STOCKHOLM (Reuters) - Industrial technology group Hexagon (HEXAb.ST) on Wednesday said it had initiated a company-wide cost savings programme due to the COVID-19 pandemic, as it reported quarterly core earnings in line with market expectations.
The maker of measurement and positioning systems and software said organic sales had dropped 7% in the first quarter, citing customer disruptions due to lock downs and government restrictions as the main factor.
“In the light of the COVID-19 pandemic, Hexagon has initiated measures to accelerate operational efficiencies to support its long-term financial objectives,” the company said in a statement.
It said it had taken short-term actions including reduced work weeks and furloughs, and had also started long-term measures such as reallocating resources to new business opportunities and staff cuts, reflecting “more enduring changes in market demand and revenue mix”.
Hexagon said it would take a one-off charge of around 135 million euros during the second quarter, with the cost-cutting measures seen resulting in annualised savings of around
125-150 million by the end of 2020.
Hexagon shares rose after the news and were up 2.9% by 1149 GMT.
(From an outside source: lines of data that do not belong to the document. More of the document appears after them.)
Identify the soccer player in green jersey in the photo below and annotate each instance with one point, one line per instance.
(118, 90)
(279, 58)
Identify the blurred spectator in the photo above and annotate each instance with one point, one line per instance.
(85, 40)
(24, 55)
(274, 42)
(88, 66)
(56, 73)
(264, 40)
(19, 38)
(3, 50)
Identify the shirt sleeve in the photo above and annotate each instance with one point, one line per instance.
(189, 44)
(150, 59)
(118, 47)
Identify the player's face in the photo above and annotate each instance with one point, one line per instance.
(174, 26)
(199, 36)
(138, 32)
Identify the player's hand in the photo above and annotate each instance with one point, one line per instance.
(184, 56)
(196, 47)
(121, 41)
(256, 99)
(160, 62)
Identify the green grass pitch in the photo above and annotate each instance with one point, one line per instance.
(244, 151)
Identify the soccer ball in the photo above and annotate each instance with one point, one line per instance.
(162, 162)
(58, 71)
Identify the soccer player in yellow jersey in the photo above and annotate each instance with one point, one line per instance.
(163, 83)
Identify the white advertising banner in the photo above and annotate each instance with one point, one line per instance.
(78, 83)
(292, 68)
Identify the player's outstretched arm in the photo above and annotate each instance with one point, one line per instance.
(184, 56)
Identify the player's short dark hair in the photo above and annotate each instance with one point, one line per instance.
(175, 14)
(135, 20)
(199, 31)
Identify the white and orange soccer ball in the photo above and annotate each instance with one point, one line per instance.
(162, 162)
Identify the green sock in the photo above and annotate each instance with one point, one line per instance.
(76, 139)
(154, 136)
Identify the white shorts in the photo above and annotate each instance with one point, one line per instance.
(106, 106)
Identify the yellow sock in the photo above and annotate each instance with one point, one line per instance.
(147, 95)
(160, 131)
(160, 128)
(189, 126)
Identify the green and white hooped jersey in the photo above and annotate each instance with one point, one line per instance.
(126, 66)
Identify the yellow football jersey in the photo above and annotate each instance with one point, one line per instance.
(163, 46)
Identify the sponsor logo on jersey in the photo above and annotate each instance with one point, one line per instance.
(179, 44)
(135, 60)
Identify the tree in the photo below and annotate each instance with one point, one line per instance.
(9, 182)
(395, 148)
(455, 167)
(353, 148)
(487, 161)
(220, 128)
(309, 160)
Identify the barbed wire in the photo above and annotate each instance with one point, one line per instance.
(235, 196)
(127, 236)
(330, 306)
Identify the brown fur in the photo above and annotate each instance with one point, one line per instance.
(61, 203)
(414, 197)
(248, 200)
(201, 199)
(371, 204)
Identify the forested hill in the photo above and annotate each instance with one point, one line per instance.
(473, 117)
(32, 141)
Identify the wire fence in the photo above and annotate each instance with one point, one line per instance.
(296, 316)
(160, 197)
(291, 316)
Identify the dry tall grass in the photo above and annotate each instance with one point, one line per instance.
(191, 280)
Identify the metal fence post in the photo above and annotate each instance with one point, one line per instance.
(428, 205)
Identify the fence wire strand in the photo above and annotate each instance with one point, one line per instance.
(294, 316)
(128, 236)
First-quarter operating earnings at the Swedish group fell to 192 million euros($208 million), down from 221 million in the year-earlier quarter, and in line with the 191 million mean analyst forecast in a Refinitiv poll.
Hexagon’s sensors and software are used for measurement and quality inspection in manufacturing processes and engineering plant design, and also in areas such as infrastructure planning, construction, mining, agriculture and energy.